At The Next AI Platform event on May 9 in San Jose, we brought together a wide range of people leading the charge throughout the AI infrastructure stack.
We talked chips and accelerators, which tend to garner all the funding and headlines, but we took a systems-level view of how adding compute creates bottlenecks at scale. This meant devoting a solid chunk of the day to storage and I/O, which is talked about less frequently but matters more than ever.
As it turns out this is also where some serious funding is being pushed as the I/O starvation problem finds its way into the broader AI hardware conversation. For example, one startup in this area, WekaIO, just secured additional funds to keep toiling in the file system, metadata, and storage trenches with $31.7 million.
After all, we can have the fastest accelerators matched with the most optimized host processors, but if those cannot be fed those expensive investments in hardware and expertise the ROI diminishes quickly.

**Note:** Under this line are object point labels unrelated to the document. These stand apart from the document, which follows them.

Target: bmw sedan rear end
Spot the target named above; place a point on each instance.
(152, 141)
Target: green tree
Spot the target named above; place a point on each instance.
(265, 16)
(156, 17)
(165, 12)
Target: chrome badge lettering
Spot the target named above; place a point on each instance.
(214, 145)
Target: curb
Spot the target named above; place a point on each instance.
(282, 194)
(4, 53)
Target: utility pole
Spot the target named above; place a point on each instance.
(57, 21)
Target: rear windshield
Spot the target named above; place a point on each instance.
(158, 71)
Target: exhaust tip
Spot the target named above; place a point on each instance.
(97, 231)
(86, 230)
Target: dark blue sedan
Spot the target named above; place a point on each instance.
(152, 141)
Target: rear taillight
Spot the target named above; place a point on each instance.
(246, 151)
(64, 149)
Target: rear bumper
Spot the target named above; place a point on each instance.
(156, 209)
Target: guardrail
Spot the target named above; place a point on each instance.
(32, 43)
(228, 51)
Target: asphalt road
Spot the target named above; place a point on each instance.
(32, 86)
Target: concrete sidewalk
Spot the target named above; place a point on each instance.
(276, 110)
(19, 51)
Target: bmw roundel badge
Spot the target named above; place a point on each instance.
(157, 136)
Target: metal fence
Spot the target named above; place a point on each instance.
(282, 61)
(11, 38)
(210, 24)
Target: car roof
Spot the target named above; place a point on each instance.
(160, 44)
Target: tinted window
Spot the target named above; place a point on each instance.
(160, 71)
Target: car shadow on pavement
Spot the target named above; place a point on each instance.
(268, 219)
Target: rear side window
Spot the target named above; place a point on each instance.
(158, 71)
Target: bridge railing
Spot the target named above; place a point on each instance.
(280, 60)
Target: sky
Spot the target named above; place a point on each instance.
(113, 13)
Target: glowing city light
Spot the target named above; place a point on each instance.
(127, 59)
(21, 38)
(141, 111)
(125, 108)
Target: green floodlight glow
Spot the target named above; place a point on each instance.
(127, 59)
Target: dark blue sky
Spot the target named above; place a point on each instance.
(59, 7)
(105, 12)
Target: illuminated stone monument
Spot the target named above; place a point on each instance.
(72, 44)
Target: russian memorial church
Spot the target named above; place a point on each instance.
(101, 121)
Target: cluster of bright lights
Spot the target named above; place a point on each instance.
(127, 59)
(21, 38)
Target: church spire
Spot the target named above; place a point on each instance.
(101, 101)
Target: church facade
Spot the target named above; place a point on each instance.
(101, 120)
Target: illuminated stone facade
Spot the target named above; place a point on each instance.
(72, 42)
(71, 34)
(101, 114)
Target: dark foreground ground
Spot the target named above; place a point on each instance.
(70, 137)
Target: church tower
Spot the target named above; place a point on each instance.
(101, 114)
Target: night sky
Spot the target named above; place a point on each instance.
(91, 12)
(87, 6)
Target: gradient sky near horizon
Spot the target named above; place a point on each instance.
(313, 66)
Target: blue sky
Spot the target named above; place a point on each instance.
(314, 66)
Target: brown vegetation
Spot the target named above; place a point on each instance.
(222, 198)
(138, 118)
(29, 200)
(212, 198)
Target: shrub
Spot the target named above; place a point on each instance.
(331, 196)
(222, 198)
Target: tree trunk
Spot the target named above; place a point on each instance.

File system pioneer and current CTO at WekaIO, Andy Watson, pulled together points made throughout the day around performance and echoed this ROI theme. The interview below covers quite a bit of territory: GPU and accelerator starvation, the underlying file system and metadata constraints, the typical deployment patterns and installation sizes for AI infrastructure, and of course, implementing novel approaches to increase I/O capabilities.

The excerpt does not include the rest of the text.